Les dépenses consacrées aux zones non interconnectées par mon ministère représentent 1,6 milliard d'euros. C'est là un effort de solidarité nationale que je trouve normal. Les Français sont attachés à ce que tout le monde, sur tout le territoire, paie le même prix, quels que soient les coûts de production ou de raccordement. M. Aubert a évoqué le TURPE : le réseau sert bien à tous, aux producteurs comme aux consommateurs. Autrefois, on faisait payer le coût du raccordement de l'installation d'énergie renouvelable au réseau. C'était absurde. Si le coût de raccordement pour l'habitat isolé n'était pas mutualisé, le montagnard, cher au rapporteur général, verrait le coût de son abonnement grimper en flèche ! M. Castellani n'a pas soulevé la question, mais nous en avons déjà discuté tous deux : si l'on faisait payer aux Corses le coût réel de production d'électricité – l'île serait de ce point de vue indépendante –, la facture serait multipliée par cinq, bien loin des 5,9 % de hausse récente ! La politique énergétique doit être une politique nationale, avec une solidarité à l'égard des territoires, notamment insulaires. Nous maintiendrons durablement ce système de péréquation tarifaire.
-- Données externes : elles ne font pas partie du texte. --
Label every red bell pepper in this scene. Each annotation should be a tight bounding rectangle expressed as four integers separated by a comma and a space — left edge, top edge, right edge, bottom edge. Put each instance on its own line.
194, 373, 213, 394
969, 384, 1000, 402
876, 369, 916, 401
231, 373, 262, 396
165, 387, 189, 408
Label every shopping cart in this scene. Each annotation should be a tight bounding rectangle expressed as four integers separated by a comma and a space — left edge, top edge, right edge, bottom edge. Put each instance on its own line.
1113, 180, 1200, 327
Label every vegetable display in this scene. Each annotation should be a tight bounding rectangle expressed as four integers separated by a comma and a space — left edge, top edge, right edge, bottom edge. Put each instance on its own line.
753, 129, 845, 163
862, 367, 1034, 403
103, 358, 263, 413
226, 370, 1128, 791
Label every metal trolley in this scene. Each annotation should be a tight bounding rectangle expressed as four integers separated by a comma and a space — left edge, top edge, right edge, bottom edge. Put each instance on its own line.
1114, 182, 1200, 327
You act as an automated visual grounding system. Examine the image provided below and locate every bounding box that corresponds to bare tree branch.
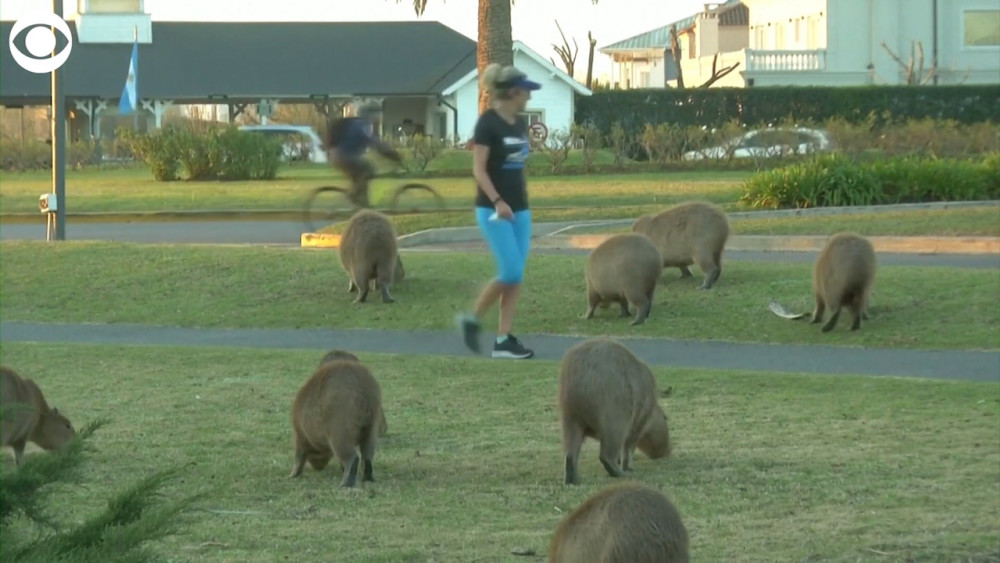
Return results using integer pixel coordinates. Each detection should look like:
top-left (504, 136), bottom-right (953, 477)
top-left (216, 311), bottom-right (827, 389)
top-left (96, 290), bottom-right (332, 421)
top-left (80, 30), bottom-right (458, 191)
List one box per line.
top-left (697, 53), bottom-right (740, 88)
top-left (881, 40), bottom-right (938, 85)
top-left (585, 31), bottom-right (597, 88)
top-left (669, 25), bottom-right (685, 88)
top-left (551, 20), bottom-right (579, 77)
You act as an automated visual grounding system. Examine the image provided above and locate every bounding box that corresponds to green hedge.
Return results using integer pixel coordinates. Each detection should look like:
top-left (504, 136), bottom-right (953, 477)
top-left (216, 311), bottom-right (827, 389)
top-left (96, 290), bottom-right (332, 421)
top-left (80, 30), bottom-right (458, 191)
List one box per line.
top-left (116, 124), bottom-right (284, 182)
top-left (739, 152), bottom-right (1000, 209)
top-left (575, 85), bottom-right (1000, 139)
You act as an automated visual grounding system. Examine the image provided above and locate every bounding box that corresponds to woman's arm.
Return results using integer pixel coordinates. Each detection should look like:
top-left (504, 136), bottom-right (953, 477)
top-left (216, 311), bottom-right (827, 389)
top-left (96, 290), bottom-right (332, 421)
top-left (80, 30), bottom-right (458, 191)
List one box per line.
top-left (472, 144), bottom-right (502, 204)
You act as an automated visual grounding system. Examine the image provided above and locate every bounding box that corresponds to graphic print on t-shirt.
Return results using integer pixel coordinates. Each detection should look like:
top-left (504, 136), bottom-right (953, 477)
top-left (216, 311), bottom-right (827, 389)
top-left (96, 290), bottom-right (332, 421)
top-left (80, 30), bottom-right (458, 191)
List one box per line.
top-left (501, 135), bottom-right (530, 170)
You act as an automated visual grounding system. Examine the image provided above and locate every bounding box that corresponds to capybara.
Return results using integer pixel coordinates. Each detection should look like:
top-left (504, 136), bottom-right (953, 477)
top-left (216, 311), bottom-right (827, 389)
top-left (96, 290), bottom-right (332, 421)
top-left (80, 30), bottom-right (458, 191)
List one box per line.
top-left (631, 201), bottom-right (730, 289)
top-left (548, 482), bottom-right (690, 563)
top-left (339, 209), bottom-right (400, 303)
top-left (1, 366), bottom-right (75, 466)
top-left (290, 359), bottom-right (383, 487)
top-left (584, 233), bottom-right (663, 326)
top-left (811, 232), bottom-right (877, 333)
top-left (557, 338), bottom-right (672, 485)
top-left (317, 349), bottom-right (387, 437)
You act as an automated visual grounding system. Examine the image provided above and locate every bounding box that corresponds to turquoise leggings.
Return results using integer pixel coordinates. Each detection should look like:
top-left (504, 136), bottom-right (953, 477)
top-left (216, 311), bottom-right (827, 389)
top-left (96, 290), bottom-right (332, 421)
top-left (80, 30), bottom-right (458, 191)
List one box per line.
top-left (475, 206), bottom-right (532, 285)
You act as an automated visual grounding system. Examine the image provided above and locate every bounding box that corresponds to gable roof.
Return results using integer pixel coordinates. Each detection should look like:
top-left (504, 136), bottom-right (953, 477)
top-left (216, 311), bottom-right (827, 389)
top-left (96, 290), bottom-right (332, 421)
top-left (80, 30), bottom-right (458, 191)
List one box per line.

En revanche, il ne faut pas que cela incite à reconduire ad vitam æternam les schémas du passé. Les centrales thermiques – au fioul, au charbon ou même au gaz – dominent dans les îles. Nous devons trouver des solutions pour y développer les énergies renouvelables, grâce, là encore, à la solidarité nationale.
Je suis prêt à examiner la situation des transports en commun outre-mer. Je crois savoir qu'en Martinique, l'État a subventionné un site propre.